The factor of host plant species includes the effect of inner biochemical environment and physiological features of the host plant. The results show that the communities in the two grass species, P. virgatum and S. nutans, are similar to one another and distinct from those in the non-grass species. This may be due to similar environments inside grass plants, different from those inside the other plants. The coevolution and codivergence of host plants and leaf endophytic bacterial communities may also contribute to the similarities and differences in the leaf endophytic bacterial communities from different host species. The expectation of a major influence of host plant species on the communities was supported by distinct T-RF patterns from each host species (Figure 1 and Additional file 1: Table S5), by the results of pCCA which assigned half of the total variation to plant species, and the APE analysis (Table 3).

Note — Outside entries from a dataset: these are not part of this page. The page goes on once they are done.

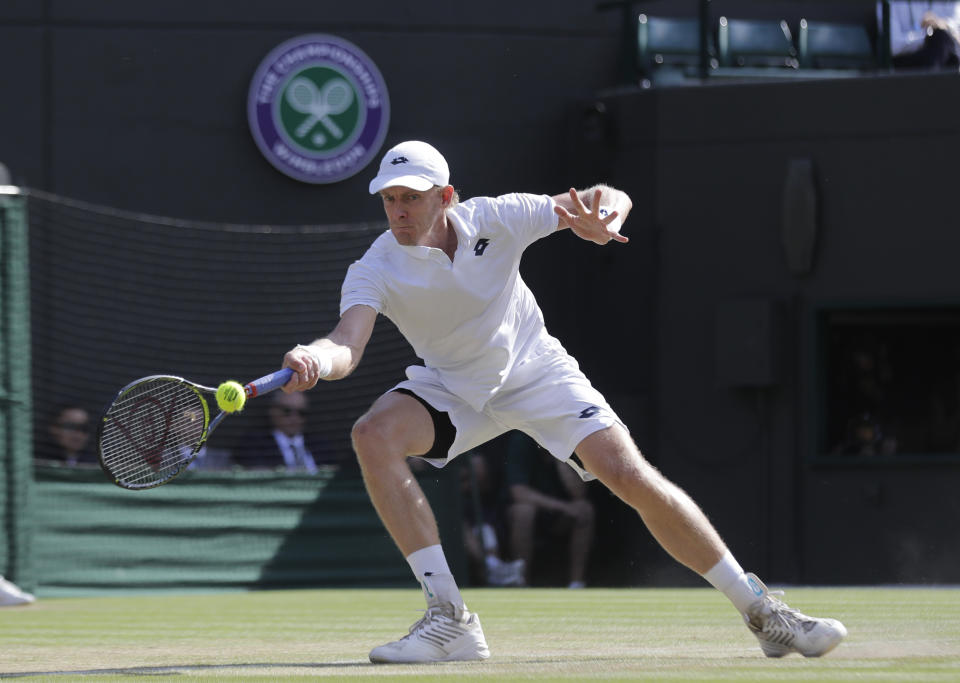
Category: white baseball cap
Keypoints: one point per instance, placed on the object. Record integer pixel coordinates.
(412, 164)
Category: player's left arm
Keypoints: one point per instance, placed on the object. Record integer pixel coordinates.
(594, 214)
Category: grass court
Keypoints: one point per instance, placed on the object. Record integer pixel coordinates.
(689, 634)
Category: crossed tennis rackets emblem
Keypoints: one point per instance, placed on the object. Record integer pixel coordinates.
(319, 104)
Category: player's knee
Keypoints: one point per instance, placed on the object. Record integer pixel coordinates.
(369, 435)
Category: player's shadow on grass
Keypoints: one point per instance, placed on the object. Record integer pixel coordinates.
(185, 668)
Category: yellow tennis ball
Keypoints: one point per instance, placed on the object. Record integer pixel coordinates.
(231, 397)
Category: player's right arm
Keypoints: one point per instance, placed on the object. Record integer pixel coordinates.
(334, 356)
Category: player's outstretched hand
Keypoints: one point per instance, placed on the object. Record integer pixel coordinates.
(589, 225)
(306, 369)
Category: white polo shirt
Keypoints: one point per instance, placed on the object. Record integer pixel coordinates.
(471, 319)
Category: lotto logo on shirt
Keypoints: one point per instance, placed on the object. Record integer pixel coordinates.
(318, 108)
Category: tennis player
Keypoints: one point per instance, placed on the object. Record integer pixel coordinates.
(447, 274)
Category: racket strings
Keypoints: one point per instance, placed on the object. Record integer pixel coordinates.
(151, 432)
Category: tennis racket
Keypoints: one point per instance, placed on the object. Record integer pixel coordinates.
(157, 425)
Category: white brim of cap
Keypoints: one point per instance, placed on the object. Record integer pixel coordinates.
(414, 182)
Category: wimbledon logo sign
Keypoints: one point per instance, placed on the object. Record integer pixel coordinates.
(318, 108)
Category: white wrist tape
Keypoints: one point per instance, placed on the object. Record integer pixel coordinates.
(323, 360)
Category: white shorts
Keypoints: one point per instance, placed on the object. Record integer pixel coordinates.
(546, 397)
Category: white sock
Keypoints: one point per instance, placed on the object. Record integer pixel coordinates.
(430, 567)
(728, 577)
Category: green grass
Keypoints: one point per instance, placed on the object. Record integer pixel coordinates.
(534, 634)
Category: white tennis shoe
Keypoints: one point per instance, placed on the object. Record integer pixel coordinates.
(444, 634)
(11, 594)
(782, 630)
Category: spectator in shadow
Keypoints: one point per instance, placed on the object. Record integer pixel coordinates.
(66, 438)
(866, 437)
(547, 499)
(925, 34)
(284, 444)
(481, 526)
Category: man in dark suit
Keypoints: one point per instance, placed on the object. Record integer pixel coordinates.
(283, 445)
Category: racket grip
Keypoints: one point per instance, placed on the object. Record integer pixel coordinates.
(267, 383)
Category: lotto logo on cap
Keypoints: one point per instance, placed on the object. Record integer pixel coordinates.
(318, 108)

The time factor includes changes in the physical environment, such as temperature, humidity, irradiance and wind speed, and the dynamics of host plant growth. Jackson and Denney  studied the annual and seasonal variation of phyllosphere bacteria and found that compared to significant seasonal variation, the annual variation was not significant. Yadav et al.  also found that the mature leaves have higher populations of phyllosphere bacteria than young leaves. These studies motivated us to consider the seasonal variation of plant-associated bacteria. The pCCA examination of T-RFs treating sampling date as the environmental factor implicated it as a significant factor (Figure 2). The impacts of sampling date on the distribution of plant-associated bacteria were also seen in the average numbers of T-RFs at different sampling dates (Table 2). The temporal variations in relative abundance of different T-RFs suggest that during host plant growth, the structures of plant leaf-associated bacterial communities are also developing to respond to the changes of the inner biochemical environments of host plants and the variations of the weather and overall environment. The host species selected for study begin growth in late April or May. The ratios of the standard deviations of the average number of T-RFs to the average number are smaller in June and July than those in May and August, indicating that the plant-associated bacterial communities are more stable and complex when the host plants are growing in the peak of summer.
The factor of physical environment includes the soil and geobiochemical conditions, the effect of surrounding plants and animals, and the burning and grazing history of the sampling field, records of the latter of which are available. Again, pCCA attributed a significant contribution of sampling site to the total variation (Figure 2b) consistent with T-RF profile differences for the same plant species on the same date (Figure 1).
We recognize that the three targeted factors may not account for all the variation in the communities and that we did encounter a residual variation. Sources of this variation could include: occasional animal disturbance, insect-induced damages and other factors that cannot be measured accurately and parameterized in a mathematical model. Nevertheless, we suggest that the three-factor model describes an important part of the variation of plant-associated bacteria. The plant-associated bacterial communities are not static, but dynamic and evolve with host plants and environments.